The acute lethality of acrylonitrile is not due to brain metabolic arrest

Abstract

Acrylonitrile (AN) is an organic compound produced in large quantities by the chemical industry and is acutely toxic. One mechanism proposed to explain the toxicity of AN is metabolism by P450 into cyanide (CN). Although blood and brain levels of CN in rats following an LD90 dose of AN are consistent with acute toxicity, blocking CN formation with P450 inhibitors does not prevent lethality. Another mechanism implicated in toxicity is covalent binding of AN to cysteine residues in tissue proteins.

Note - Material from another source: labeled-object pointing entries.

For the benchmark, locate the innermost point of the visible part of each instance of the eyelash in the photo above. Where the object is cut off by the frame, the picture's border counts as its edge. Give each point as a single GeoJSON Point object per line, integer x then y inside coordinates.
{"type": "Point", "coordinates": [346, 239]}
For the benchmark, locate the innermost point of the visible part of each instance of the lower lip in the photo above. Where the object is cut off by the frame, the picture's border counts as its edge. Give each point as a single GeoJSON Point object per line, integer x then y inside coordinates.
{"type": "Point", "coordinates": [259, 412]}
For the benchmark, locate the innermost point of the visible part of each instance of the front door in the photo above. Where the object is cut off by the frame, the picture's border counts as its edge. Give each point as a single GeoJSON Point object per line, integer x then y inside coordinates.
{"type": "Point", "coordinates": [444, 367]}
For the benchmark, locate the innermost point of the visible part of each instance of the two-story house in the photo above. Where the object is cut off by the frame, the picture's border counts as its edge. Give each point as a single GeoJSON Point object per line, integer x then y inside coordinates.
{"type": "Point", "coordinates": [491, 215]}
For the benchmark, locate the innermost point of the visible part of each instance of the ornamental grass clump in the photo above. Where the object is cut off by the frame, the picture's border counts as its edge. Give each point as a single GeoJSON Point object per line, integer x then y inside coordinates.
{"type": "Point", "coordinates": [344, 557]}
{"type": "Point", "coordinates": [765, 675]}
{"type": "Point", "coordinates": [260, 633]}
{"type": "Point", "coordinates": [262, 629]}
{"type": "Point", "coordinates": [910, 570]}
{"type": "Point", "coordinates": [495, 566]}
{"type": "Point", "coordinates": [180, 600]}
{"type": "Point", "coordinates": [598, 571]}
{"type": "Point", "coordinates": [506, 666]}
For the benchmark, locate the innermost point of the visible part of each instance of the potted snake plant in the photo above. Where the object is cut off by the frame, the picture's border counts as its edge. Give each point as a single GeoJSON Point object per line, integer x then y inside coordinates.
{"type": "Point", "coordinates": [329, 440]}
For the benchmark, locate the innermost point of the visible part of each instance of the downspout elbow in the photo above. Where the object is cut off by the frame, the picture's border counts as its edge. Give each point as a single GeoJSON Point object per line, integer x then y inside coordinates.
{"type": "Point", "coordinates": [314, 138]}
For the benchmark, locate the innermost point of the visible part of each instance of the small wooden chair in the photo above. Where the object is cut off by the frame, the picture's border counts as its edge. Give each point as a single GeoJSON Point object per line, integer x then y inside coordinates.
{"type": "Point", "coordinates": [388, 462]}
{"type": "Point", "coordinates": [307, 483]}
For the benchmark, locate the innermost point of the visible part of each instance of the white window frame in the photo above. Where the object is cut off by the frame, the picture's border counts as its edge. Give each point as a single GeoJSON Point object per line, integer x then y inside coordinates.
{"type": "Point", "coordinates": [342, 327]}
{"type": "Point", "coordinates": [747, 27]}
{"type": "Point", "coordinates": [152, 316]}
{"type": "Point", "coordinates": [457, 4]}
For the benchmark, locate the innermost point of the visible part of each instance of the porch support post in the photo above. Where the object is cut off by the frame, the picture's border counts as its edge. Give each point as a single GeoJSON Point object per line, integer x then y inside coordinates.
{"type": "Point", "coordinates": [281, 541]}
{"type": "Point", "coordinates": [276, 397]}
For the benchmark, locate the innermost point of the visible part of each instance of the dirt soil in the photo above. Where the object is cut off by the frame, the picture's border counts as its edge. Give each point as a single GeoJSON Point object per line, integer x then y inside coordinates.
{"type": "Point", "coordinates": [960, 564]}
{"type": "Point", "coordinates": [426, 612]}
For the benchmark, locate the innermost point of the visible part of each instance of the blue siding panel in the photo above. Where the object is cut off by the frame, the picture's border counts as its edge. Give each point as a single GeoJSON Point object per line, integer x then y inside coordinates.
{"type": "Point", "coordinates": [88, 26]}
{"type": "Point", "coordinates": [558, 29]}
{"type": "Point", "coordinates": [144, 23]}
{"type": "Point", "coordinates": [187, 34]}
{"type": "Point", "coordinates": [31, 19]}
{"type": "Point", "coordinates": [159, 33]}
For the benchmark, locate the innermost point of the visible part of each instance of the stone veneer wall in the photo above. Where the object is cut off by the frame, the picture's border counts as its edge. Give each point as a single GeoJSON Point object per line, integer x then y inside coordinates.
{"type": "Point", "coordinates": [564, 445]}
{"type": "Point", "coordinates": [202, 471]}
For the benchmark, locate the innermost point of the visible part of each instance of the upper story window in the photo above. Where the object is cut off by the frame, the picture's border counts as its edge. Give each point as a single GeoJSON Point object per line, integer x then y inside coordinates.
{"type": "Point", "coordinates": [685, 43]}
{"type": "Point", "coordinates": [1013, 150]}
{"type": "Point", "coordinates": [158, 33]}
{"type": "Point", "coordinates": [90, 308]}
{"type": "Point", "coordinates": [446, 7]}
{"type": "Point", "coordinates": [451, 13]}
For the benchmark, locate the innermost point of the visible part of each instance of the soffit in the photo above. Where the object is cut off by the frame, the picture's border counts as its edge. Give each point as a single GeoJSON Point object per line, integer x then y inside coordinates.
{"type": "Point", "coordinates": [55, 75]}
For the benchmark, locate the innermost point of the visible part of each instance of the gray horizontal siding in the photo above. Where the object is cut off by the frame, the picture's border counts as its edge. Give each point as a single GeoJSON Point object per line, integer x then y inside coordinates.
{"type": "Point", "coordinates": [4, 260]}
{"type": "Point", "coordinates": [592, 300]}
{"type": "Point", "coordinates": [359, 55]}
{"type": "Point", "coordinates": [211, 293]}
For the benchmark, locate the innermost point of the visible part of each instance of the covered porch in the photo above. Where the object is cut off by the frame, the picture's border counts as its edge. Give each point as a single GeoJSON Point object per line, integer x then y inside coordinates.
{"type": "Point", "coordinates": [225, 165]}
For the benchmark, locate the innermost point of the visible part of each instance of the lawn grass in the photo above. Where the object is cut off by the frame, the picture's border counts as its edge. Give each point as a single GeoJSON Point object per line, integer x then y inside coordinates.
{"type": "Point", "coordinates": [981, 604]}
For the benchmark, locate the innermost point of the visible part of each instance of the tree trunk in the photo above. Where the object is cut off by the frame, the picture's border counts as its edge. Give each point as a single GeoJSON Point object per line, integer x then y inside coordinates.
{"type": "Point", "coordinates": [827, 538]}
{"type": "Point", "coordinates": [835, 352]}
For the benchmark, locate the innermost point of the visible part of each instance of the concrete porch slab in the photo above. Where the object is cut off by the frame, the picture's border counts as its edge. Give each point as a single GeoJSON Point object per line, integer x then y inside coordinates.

Previous work in our laboratory has shown that AN can irreversibly inactivate the catalytically active cysteine-149 in glyceraldehyde-3-phosphate dehydrogenase (GAPDH). Inactivation of GAPDH by AN would be expected to impair glycolytic ATP production and, when coupled to the inhibition of mitochondrial ATP synthesis by the AN metabolite CN, would result in metabolic arrest, particularly in brain. In this study we have measured the high energy metabolites phosphocreatine (PCr), ATP, ADP and AMP by HPLC and compared their levels in the brains of rats treated with an LD90 dose of AN, when respiration ceased, vs. controls. Two methods of rapid brain freezing in liquid nitrogen were used: funnel freezing (FF) and head immersion (HI). AN administration resulted in large decreases in PCr of 74% (FF) and 80% (HI) but relatively minor decreases in ATP of 5% (FF) and 21% (HI) and Energy Charge of 6% (FF) and 10% (HI). Thus, although substantial depletion of PCr was observed, possibly due to inhibition of creatine kinase by AN, we found no evidence that brain ATP is depleted when respiration ceases in AN-intoxicated rats.